We have several recommendations for future research regarding this method. First, as mentioned, differences in group mean scores and those in the individual indicators can give us important information about cultural differences which should not necessarily exclude their comparison. Future research can investigate such differences with potential cultural conceptions in mind. Next, policy-makers should pay attention to countries which consistently score high on constructs reflecting teacher job satisfaction, self-efficacy, and their working environments. Such countries include Japan, Singapore, Hong Kong, and Chinese Taipei. Similarly, there is much to be learned about countries which consistently score low, such as many countries in the Middle East. Such differences may be attributable to differences in teacher resources and teacher-focused policies. We are also interested in particular in the question of the role of teacher characteristics in student outcomes. Researchers may also use this method to examine first whether JS, SEAS, SCR, SOS, and TSE are comparable across TIMSS surveys, and then to examine changes in teacher characteristics across the last two decades for countries. We can also recommend more in depth comparisons of teacher characteristics across subgroups in participating countries, such as student from disadvantaged socioeconomic backgrounds. Ultimately, further investigations of such questions would yield more insight into the potentially context-dependent aspect of teacher characteristics as they relate to student achievement.

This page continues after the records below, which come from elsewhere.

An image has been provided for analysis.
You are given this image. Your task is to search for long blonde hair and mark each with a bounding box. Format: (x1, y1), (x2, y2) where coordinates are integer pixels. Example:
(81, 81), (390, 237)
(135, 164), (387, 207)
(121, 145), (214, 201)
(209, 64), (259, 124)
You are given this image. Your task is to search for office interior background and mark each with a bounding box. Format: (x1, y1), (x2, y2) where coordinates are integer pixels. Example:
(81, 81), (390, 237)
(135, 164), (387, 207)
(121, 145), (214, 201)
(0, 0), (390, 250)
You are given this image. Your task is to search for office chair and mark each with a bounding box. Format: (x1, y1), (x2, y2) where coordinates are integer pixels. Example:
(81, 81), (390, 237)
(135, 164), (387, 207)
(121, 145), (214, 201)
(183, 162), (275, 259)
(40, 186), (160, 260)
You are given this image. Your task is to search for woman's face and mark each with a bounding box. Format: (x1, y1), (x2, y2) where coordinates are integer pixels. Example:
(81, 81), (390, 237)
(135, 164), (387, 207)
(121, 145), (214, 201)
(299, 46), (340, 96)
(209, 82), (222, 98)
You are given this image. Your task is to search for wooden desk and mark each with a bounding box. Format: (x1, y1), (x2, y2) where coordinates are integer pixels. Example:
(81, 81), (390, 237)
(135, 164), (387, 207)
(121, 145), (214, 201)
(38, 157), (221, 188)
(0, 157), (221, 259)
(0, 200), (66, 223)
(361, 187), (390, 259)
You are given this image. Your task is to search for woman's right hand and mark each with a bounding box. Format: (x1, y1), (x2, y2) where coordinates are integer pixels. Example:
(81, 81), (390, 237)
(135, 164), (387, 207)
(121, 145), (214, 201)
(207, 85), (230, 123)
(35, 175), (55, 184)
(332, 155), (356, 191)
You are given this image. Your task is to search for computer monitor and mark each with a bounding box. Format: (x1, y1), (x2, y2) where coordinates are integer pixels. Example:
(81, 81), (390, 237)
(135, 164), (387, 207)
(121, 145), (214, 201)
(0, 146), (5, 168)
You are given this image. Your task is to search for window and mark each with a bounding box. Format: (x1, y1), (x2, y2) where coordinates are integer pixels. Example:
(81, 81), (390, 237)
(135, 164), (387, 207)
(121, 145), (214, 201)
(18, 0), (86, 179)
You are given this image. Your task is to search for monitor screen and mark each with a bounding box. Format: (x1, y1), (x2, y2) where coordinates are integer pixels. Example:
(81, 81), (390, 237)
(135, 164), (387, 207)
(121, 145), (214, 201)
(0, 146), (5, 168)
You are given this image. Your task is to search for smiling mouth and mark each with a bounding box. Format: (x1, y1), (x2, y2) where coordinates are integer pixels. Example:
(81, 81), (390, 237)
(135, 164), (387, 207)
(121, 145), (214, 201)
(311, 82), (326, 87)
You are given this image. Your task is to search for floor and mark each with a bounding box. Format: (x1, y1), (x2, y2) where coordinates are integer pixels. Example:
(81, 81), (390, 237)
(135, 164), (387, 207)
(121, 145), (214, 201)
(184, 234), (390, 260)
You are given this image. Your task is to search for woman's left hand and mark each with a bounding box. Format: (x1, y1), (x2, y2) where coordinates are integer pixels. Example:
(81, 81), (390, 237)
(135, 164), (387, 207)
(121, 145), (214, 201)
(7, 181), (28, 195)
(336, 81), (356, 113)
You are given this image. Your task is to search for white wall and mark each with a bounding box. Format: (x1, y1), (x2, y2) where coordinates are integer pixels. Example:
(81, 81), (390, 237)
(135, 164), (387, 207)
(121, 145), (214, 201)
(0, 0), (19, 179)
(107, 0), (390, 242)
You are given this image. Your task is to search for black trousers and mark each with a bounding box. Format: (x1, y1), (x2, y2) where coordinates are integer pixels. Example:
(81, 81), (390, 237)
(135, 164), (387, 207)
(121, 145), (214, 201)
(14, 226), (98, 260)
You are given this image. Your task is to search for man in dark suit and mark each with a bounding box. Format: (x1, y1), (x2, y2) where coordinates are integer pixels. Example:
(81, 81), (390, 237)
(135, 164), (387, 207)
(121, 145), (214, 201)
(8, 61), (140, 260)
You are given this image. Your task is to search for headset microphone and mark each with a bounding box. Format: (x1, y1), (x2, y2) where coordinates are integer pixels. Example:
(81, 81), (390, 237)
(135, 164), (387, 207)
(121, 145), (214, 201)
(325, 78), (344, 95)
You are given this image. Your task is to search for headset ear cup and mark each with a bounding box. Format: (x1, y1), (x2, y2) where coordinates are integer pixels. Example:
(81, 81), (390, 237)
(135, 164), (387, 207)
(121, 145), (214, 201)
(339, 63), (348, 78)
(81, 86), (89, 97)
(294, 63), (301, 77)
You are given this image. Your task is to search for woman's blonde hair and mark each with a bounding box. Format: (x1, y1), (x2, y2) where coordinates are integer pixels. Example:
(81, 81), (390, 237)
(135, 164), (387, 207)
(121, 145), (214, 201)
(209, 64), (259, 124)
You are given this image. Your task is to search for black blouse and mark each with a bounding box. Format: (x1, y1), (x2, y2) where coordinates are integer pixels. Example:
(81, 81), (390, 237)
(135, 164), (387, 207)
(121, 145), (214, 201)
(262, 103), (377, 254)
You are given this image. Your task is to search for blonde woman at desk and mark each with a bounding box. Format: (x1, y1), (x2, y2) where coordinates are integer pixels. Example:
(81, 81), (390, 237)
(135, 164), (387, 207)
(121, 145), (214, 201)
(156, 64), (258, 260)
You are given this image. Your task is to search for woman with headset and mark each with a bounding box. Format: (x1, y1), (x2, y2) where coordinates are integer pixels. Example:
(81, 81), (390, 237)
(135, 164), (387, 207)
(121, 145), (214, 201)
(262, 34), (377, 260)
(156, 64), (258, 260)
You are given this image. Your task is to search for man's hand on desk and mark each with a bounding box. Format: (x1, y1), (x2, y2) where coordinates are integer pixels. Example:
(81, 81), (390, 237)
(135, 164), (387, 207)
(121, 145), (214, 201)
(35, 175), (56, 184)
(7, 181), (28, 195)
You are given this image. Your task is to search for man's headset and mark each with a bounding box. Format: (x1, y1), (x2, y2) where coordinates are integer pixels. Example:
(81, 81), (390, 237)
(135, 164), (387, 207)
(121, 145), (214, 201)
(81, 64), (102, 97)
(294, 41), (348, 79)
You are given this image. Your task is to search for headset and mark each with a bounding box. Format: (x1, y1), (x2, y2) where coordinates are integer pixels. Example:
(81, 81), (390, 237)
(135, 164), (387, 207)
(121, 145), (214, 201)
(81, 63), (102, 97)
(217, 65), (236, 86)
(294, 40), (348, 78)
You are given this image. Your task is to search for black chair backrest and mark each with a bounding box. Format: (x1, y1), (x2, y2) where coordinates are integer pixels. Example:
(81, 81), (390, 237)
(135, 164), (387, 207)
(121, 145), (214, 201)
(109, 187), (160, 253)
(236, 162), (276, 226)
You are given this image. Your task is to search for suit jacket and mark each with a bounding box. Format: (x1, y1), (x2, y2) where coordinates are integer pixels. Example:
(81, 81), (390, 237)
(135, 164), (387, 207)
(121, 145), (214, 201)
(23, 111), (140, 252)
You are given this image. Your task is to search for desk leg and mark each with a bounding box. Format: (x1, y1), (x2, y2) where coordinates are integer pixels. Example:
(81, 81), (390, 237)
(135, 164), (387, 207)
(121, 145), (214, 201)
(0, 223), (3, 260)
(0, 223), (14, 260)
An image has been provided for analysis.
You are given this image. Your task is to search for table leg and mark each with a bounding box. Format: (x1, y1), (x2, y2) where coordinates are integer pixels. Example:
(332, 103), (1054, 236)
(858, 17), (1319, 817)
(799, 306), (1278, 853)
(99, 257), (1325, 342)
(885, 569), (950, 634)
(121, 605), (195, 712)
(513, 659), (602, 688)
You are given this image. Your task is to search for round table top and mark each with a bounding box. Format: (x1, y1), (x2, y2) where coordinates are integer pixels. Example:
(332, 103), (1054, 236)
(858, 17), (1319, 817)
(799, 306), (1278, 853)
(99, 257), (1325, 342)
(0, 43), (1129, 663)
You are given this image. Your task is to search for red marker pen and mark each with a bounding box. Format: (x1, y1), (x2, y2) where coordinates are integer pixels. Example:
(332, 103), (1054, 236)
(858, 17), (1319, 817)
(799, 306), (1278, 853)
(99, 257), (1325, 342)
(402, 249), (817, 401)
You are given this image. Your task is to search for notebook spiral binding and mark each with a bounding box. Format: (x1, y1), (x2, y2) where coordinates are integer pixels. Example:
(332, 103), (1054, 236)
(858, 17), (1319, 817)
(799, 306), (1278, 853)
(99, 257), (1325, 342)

The purpose of international large-scale assessments is to examine differences in educational systems across countries. However, as noted by Scherer et al. (2016) in much public policy research “there is a pre-occupation with cross-cultural differences rather than of cross-cultural generalizability” (p. 4). Herein lies the paradox of research with international large-scale assessments. ILSA and comparative education research necessitate that education systems have differences—but their differences almost never comply with the restrictive statistical rules necessary for cross-country comparison. Although not without limitation, the method outlined in this paper provides one way forward. The growing number of studies using this method suggests possible changes in the future of large-scale assessment research, and scholars are extending its capacity (Marsh et al. 2018). According to Munck et al. (2018), the alignment optimization method can “update existing databases for more efficient further secondary analysis and with meta-information concerning measurement invariance” (p. 687). Measurement invariance has become a problem that all comparative education researchers must eventually face, either by making ill-founded comparisons or avoiding latent factor mean comparisons altogether. This method exists as one promising way that large-scale assessment research may reach its full potential for influencing policy and educational reform.